貧困世帯が多い西成区で子ども支援の調査を8年間続けてきました。西成には困難を抱えた家庭が多く、一人親で子どもが6〜7人いるとか、ステップファミリーも珍しくない。子どもを虐待した母親や、育児支援をする人々の調査をしていく中で、子ども自身の声も聞かなくてはいけないと感じるようになりました。
最初に注目したのは、肉体的な虐待や(育児放棄などの)ネグレクト状態にある子ども。ただ西成で育児支援を行うNPO「こどもの里」の理事長である荘保共子さんらの話を聞くことで、見方が変わりました。実はネグレクトを受けている子どもは、ヤングケアラーでもあったんです。
根底にあるのは「心配」
──登場する7人の元ヤングケアラーの回想を読むと、「子どもなのに介護や家事をやる」点は困難の本質ではないと気がつきます。

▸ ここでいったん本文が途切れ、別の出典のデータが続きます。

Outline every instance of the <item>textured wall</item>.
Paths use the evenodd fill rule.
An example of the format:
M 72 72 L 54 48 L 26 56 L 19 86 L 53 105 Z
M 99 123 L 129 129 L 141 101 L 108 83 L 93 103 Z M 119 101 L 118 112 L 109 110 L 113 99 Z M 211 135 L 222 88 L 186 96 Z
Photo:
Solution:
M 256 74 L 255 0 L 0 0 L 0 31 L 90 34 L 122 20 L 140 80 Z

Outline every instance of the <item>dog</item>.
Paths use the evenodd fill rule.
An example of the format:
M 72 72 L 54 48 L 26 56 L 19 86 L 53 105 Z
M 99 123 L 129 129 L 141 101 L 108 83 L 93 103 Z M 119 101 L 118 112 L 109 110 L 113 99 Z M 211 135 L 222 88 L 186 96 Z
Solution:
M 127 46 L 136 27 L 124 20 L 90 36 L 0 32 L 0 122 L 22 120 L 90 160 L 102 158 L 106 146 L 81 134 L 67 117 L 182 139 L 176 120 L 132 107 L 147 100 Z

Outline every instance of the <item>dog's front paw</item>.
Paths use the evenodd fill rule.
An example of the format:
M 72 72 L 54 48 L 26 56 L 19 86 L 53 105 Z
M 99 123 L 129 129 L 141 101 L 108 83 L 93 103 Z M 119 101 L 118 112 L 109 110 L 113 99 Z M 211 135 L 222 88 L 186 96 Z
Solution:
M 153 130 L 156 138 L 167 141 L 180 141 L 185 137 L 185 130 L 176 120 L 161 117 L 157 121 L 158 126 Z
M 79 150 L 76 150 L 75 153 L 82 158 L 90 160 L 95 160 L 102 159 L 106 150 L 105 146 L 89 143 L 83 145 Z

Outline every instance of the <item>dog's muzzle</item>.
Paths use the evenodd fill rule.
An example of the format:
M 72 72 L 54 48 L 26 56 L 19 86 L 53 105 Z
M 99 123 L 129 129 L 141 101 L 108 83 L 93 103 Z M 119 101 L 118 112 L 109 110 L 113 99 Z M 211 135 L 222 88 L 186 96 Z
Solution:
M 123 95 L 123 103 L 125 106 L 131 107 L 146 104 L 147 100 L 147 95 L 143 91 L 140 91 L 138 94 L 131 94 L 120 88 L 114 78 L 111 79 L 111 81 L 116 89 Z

これは僕にとっても発見でした。例えば本書に登場するAさんの場合。小学生のとき、母親の覚醒剤使用をきっかけに両親が離婚してしまい、薬に依存する母親の元でAさんが弟や妹の世話をしていた。ただ大人になったAさんが強調するのは、当時の家事の大変さよりも「お母さんが心配で心配で仕方がない」ということ。これはほかの元ヤングケアラーにも共通する特徴です。